There are more than 2,000 weddings a year that are now taking place on Disney property because people want to celebrate their most important day with the stories that matter the most to them. Bridesmaids are dressing up as Disney princesses, and you can get your wedding dress in the style of your favorite Disney princess because you want to be a part of the story. People want to be part of the story. We’ve lost the fact that that’s what the Bible is. No, it’s not a book of tips to have a better life. It’s a story. And it’s actually not about us. It’s about God.
We’re great at giving kids highlights from the Bible, especially if they involve animals. Any story with animals we love to tell in Sunday school. But it’s the trickier stories—and the tissue that connects those stories into one big story—that quite often we kind of glaze over or skip entirely. That’s what I’m really motivated to do, to tell the big story and help kids find their place in it so they don’t have to find meaning a from a fictitious story.
What’s your dream for these new projects? What would you love to accomplish?
I feel like we have all of the information that we need. An average good study Bible has so much knowledge in it. So little of that knowledge gets down to the average family, a typical family that’s trying to bring up their kids in the faith.

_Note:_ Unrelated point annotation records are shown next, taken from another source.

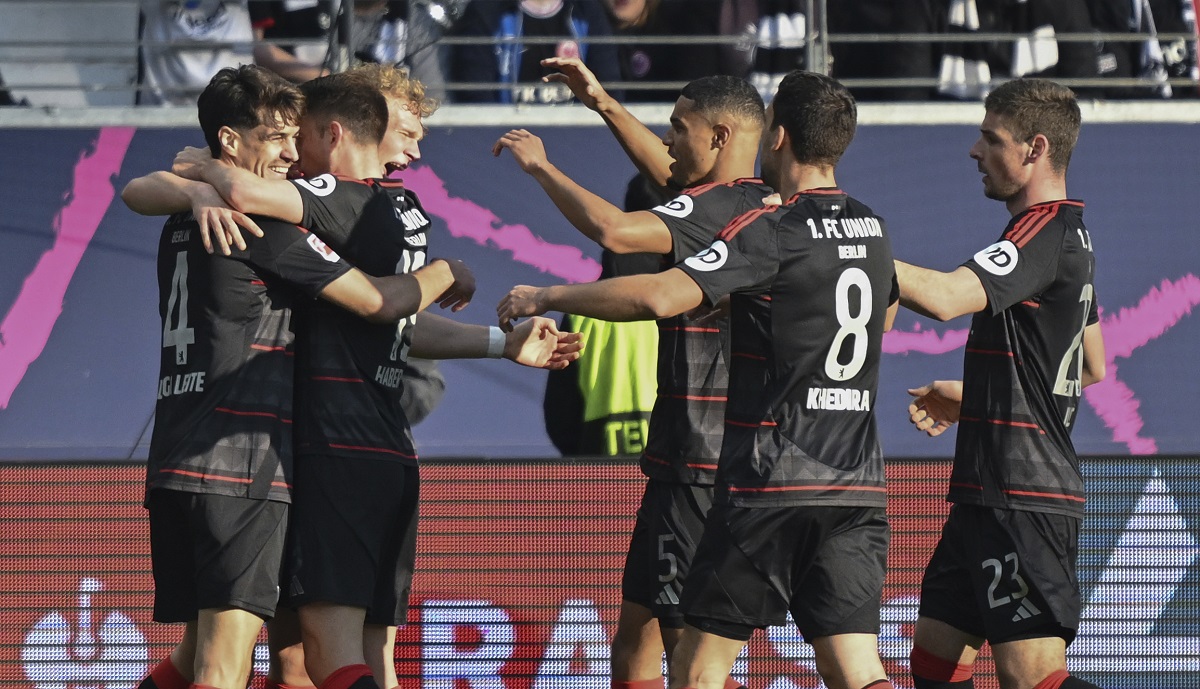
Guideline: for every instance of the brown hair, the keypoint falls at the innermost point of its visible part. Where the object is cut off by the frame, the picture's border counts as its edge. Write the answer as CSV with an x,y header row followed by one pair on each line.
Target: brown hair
x,y
819,114
397,83
244,97
1032,107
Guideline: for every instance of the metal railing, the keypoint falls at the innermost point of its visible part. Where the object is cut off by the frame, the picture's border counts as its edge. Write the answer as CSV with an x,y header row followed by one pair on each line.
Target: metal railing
x,y
23,60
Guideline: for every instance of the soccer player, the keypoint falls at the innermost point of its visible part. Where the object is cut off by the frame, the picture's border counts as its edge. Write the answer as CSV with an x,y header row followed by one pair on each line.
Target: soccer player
x,y
798,520
354,532
220,467
1005,568
708,153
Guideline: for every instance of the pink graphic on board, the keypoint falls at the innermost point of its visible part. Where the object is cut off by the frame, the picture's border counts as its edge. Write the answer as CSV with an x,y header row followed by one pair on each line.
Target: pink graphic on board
x,y
1114,402
469,220
27,327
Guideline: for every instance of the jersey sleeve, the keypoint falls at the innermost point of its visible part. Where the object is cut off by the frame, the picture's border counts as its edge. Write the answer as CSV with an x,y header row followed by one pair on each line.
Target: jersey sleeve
x,y
1018,267
743,258
294,256
694,219
333,205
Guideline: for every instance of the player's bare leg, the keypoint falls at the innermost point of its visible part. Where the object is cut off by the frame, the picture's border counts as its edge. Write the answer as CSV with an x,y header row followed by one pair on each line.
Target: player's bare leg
x,y
287,669
225,647
637,647
942,655
379,648
333,645
850,661
1035,664
702,660
175,670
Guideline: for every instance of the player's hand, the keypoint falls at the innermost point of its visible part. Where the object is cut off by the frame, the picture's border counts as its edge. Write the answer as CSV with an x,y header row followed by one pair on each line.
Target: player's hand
x,y
936,406
538,343
522,300
527,149
220,222
457,295
580,79
705,315
190,162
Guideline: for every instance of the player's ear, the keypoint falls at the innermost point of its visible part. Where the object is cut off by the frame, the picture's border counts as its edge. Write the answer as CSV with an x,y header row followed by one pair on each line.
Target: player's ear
x,y
1039,148
336,132
229,139
721,135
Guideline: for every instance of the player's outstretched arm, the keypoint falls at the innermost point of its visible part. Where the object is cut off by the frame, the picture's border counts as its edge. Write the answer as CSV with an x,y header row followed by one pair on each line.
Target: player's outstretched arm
x,y
241,189
166,193
537,342
595,217
940,295
936,406
389,299
631,298
642,145
1095,360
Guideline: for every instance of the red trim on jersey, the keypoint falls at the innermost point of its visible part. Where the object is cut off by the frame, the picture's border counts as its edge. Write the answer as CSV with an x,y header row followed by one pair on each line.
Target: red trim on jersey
x,y
1003,423
745,355
363,449
1032,223
240,413
741,222
688,329
825,487
1039,495
996,352
219,478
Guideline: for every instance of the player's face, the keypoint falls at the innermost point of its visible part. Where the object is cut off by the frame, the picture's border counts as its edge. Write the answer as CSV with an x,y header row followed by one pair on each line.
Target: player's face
x,y
689,141
268,150
315,145
401,144
1002,159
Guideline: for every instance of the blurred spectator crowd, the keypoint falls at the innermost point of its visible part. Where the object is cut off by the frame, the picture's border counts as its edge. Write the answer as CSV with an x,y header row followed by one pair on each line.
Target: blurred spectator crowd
x,y
490,51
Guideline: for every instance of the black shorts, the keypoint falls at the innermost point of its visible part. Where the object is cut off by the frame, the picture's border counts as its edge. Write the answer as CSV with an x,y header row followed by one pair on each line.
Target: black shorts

And we keep asking parents to disciple their kids, forgetting that no one discipled the parents.
Really what I’ve been trying to do ever since VeggieTales is create materials that can help parents pass on their faith to their kids and clarify the faith of the parents as well. Some of the best feedback that I get from things like What’s in the Bible? is, “My husband and I are learning just as much as our kids are, because no one ever taught this to us before.” I really enjoy doing that. I like to bring the Christian faith to life in new ways.
Kara Bettis is associate features editor at Christianity Today.